L’intérieur abrite une charpente sculptée évoquant une carène de navire, avec sablières et clefs de voûte ornées, ainsi qu’une sirène de proue. La remise attitrée, dotée d’une cheminée, servait aux préparatifs des pardons. Les sources historiques (Fréminville, Quiniou) soulignent son origine possible sur un site païen, tandis que les archives locales détaillent les dégâts répétés des tempêtes, comme celle de 1896 qui détruisit le mur de protection.

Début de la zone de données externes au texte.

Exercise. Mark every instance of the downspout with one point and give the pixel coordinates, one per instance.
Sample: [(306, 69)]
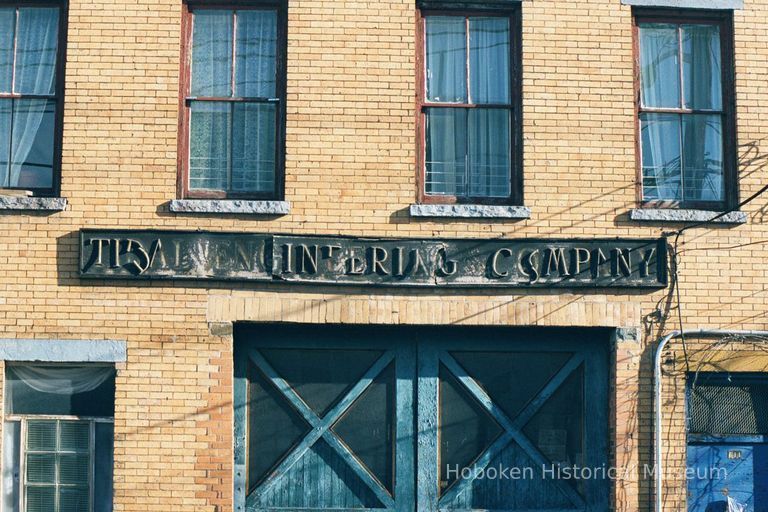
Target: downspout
[(657, 394)]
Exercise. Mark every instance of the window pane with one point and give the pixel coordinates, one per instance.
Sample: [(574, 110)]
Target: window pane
[(41, 468), (5, 140), (212, 54), (703, 158), (446, 44), (489, 60), (32, 144), (73, 499), (701, 66), (36, 50), (489, 152), (54, 390), (256, 53), (659, 65), (73, 468), (102, 470), (41, 435), (41, 499), (660, 139), (209, 145), (75, 436), (253, 147), (446, 151), (11, 465), (7, 29)]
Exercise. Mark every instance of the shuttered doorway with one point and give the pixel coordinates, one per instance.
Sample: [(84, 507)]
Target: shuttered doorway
[(419, 419)]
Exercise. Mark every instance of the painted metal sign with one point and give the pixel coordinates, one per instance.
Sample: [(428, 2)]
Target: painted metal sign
[(519, 263)]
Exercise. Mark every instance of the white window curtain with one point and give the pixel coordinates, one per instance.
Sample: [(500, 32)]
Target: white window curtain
[(60, 380), (37, 39)]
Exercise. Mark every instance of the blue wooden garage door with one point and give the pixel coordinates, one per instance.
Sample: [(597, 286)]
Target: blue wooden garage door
[(418, 420)]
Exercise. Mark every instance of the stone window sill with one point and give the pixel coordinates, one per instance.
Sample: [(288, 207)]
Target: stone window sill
[(43, 204), (470, 211), (230, 206), (672, 215)]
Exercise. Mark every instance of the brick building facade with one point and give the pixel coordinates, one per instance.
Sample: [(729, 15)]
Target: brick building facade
[(352, 151)]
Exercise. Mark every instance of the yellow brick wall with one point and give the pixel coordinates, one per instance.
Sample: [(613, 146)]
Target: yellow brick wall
[(350, 159)]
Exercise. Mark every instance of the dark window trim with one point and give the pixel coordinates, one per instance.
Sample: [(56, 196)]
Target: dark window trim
[(58, 94), (182, 159), (513, 12), (730, 155)]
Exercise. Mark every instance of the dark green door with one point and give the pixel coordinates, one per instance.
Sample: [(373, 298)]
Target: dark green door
[(416, 419)]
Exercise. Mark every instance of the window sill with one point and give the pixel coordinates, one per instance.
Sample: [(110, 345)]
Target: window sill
[(470, 211), (45, 204), (230, 206), (672, 215)]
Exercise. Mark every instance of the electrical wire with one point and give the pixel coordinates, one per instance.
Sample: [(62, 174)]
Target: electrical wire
[(674, 266)]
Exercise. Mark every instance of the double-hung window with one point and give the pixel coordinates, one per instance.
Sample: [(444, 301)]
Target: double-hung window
[(58, 438), (30, 96), (232, 117), (470, 109), (686, 128)]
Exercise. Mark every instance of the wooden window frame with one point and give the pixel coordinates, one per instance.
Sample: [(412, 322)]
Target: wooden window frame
[(183, 153), (23, 420), (58, 93), (513, 13), (724, 20)]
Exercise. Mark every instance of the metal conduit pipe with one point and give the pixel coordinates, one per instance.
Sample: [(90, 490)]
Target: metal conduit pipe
[(657, 394)]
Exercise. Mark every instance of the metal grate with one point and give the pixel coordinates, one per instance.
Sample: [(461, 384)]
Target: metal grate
[(723, 404)]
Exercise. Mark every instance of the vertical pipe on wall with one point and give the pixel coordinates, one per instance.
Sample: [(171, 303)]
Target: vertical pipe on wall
[(663, 342)]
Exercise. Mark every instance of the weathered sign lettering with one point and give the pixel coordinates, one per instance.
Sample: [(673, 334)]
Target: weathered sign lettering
[(522, 263)]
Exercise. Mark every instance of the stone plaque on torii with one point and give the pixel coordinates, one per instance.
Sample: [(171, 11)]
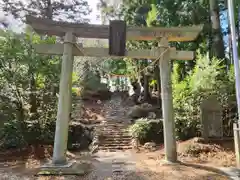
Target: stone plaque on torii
[(69, 49)]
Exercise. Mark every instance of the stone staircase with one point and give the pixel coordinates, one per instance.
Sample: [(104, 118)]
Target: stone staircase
[(113, 136)]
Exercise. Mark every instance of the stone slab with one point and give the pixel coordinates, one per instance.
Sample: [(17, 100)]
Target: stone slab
[(71, 168)]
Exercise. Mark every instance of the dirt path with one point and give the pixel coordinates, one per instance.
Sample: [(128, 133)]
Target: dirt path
[(121, 165)]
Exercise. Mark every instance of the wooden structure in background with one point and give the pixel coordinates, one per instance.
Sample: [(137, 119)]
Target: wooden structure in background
[(70, 49)]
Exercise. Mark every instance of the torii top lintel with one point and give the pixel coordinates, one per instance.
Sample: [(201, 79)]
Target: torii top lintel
[(49, 27)]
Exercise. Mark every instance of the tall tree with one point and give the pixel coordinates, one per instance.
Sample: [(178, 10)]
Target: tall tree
[(72, 11), (217, 48)]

Propriété communale, la chapelle et son calvaire (cadastre AV 1) sont ouverts à la visite. Leur localisation sur le GR 34, à l’adresse approximative 997 Rue de la Joie, en fait une étape patrimoniale majeure du littoral finistérien. Les photographies anciennes et les peintures conservées (musée de Quimper, musée d’Orsay) documentent son évolution et son ancrage dans l’identité bigoudène.